ESD reports another small drop in initial unemployment claims in Kitsap

ESD reports another small drop in initial unemployment claims in Kitsap

Initial unemployment claims in Kitsap County continued to decline for a third consecutive week during the week ending Aug. 1, mirroring a larger 13 percent drop statewide.

Kitsap County saw 682 initial claims that week, the most recent for which data is available. That number is down from 793 the previous week and the small spike of 1,139 three weeks ago.

Washington state had 24,985 initial claims in the week ending Aug. 1, down 13.4 percent from the week prior, and 656,556 total claims for all unemployment benefit categories, which is down 3.1 percent from the previous week. However, despite the positive trend, the number of initial claims is still 346 percent higher than the same week in 2019.
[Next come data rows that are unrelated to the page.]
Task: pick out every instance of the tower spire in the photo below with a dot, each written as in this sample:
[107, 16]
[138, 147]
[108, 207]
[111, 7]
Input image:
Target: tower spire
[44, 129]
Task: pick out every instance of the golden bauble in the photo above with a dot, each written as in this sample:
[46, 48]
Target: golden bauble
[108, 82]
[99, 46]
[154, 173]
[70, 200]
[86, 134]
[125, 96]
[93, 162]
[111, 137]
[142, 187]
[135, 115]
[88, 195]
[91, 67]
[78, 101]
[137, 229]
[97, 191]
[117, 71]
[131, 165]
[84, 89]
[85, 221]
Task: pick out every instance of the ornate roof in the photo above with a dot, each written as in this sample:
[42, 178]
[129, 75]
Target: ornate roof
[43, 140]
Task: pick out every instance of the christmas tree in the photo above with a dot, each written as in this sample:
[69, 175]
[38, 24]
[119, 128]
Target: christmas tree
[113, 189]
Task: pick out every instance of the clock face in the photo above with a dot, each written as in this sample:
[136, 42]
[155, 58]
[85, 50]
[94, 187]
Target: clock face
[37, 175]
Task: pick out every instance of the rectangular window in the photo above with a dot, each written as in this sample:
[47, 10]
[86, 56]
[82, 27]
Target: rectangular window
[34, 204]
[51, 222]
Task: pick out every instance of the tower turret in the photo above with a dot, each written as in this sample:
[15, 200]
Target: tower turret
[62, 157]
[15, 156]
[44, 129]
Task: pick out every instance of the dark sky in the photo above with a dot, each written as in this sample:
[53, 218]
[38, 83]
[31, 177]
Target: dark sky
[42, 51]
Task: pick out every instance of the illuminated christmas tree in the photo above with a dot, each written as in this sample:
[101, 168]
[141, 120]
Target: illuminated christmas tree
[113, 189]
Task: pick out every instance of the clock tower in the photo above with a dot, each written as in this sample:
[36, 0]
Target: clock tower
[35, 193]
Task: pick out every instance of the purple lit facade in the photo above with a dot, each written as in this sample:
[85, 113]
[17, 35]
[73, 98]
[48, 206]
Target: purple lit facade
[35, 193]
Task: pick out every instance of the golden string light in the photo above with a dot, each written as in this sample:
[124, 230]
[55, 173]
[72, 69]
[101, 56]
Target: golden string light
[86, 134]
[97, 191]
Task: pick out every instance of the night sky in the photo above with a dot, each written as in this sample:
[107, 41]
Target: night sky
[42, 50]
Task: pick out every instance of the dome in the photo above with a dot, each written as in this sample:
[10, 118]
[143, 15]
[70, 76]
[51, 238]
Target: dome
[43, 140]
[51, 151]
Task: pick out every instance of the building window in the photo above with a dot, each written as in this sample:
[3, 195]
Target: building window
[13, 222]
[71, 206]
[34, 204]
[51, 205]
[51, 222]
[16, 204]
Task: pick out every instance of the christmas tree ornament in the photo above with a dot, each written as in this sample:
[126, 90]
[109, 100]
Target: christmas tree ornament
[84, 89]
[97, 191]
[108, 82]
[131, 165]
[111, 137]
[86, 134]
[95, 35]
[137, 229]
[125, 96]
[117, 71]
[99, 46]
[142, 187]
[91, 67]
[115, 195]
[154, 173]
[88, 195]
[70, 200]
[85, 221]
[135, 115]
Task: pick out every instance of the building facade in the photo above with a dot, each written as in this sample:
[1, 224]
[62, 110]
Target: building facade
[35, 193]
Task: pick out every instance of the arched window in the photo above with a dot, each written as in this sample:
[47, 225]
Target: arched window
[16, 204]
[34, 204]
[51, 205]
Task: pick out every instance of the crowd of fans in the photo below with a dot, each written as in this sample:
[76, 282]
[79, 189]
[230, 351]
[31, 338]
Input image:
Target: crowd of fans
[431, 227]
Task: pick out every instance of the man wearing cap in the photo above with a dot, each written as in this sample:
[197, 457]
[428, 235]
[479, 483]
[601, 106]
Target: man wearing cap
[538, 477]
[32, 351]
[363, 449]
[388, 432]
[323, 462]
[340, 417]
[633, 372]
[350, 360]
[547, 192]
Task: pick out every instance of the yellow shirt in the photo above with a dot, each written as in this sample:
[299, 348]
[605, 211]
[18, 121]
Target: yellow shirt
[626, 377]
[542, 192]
The state’s five largest counties — King, Snohomish, Pierce, Clark and Spokane — all saw double digit declines in initial claims to drive the statewide drop.

Since the week ending March 7, when job losses began in earnest due to COVID-19 restrictions, the Employment Security Department has paid out $9.2 billion in benefits and 985,689 individuals who filed an initial claim have been paid. Congress has yet to make a decision on the $600 per week Americans were receiving as part of the federal CARES Act.

A total of 2,333,456 initials claims filed during this pandemic, including 1,287,949 distinct individuals.

Last week, ESD officials announced that the backlog of claims filed before mid-June had been cleared, some individuals who filed claims later in the pandemic are still waiting for resolution.

“Getting benefits to all eligible Washingtonians has been, and continues to be, our agency’s top priority,” said ESD Commissioner Suzi LeVine. “As we turn the page on Operation 100 percent, more than 81,500 individuals who had applied by mid-June and not received payment now have resolution on their claims. You can see this reflected in this week’s data, as claims went down but dollars out went up. While clearing this initial backlog represents significant progress, and more than 980,000 individuals have received benefits since the crisis began, we know we still have a lot more work to do and a lot of trust to be regained as we move into the next phase of our response.”

The industry sectors with the highest number of initial claims during the week ending Aug. 1 were accommodation and food services (2,863 claims, down 9 percent); health care and social assistance (2,374 claims, down 5 percent); retail trade (2,049, down 10 percent); manufacturing (2,048 claims, down 2 percent); and construction (1,985 claims, down 11 percent).